Figure 5 Identification of crucial bands of gut microbial changes induced by middle dosage tacrolimus treatment. A: Compared to the rejection group, the intensities of nine band classes including 18.2 (band 1), 19.9 (band 2), 61.0 (band 9), 72.9 (band 15), 81.0 (band 16), 82.0 (band 26), 85.3 (band 17), 86.5 (band 18), and 88.2 (band 19), were significantly decreased in the FK506-M-treated and tolerance groups; B: Compared with the rejection group, four band classes, including 33.7 (band 20), 41.8 (band 39), 56.8 (band 41), and 82.7 (band 47), showed increased intensities in the FK506-M-treated and tolerance groups. ^aP < 0.05, ^bP < 0.01.

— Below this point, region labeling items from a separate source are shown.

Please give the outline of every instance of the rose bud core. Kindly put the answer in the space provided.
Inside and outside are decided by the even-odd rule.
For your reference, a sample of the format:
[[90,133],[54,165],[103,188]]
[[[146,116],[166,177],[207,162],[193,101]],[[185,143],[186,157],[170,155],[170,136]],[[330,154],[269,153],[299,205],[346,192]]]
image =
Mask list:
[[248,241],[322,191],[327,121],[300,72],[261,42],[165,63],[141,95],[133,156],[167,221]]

Figure 6 Phylogenetic tree analysis of sequences in the denaturing gradient gel electrophoresis profiles. Phylogenetic tree analysis of sequences from denaturing gradient gel electrophoresis (DGGE) profiles using the neighbor-joining method was conducted using MEGA 5 software. Almost all matched bacteria of the 48 DGGE band classes were assigned to three phyla: Bacteroidetes (50.0%), Firmicutes (39.6%), and Gammaproteobacteria (10.4%). The fragment sequences were defined according to their positions in gels using the band-matching tool with BioNumerics software version 6.01 (Applied Maths). The numbers in the brackets were consistent with the numbers shown in DGGE profiling. Nine band classes (labeled with a red dot) were decreased and four band classes (labeled with the green square) were higher in the FK506-M group than the rejection group. The plot was obtained using MEGA5 software (http://en.wikipedia.org/wiki/MEGA,_Molecular_Evolutionary_Genetics_Analysis).

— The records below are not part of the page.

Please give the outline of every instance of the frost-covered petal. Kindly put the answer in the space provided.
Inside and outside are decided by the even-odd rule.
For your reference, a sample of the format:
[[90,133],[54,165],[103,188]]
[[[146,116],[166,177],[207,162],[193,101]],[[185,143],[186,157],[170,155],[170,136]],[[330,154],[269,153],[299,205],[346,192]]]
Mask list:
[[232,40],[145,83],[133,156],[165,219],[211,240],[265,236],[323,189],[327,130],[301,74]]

Figure 7 Quantitative verification of predominant bacterial community in fecal microbiota using RT-qPCR. Gut dominant bacterial populations were analyzed with RT-qPCR for the different groups. The dominant bacteria mainly included Faecalibacterium prausnitzii, Bifidobacterium spp., Bacteroides-Prevotella group, Enterobacteriaceae, Clostridium clusters I, Clostridium clusters XI, Enterococcus faecalis, Clostridium cluster XIVab, Lactobacillus. Statistical analysis was performed with one-way ANOVA. ^aP < 0.05, ^bP < 0.01, ^cP < 0.001. ¹Log₁₀ copies/g: log₁₀ No. of 16S rDNA gene copies per gram feces (wet weight).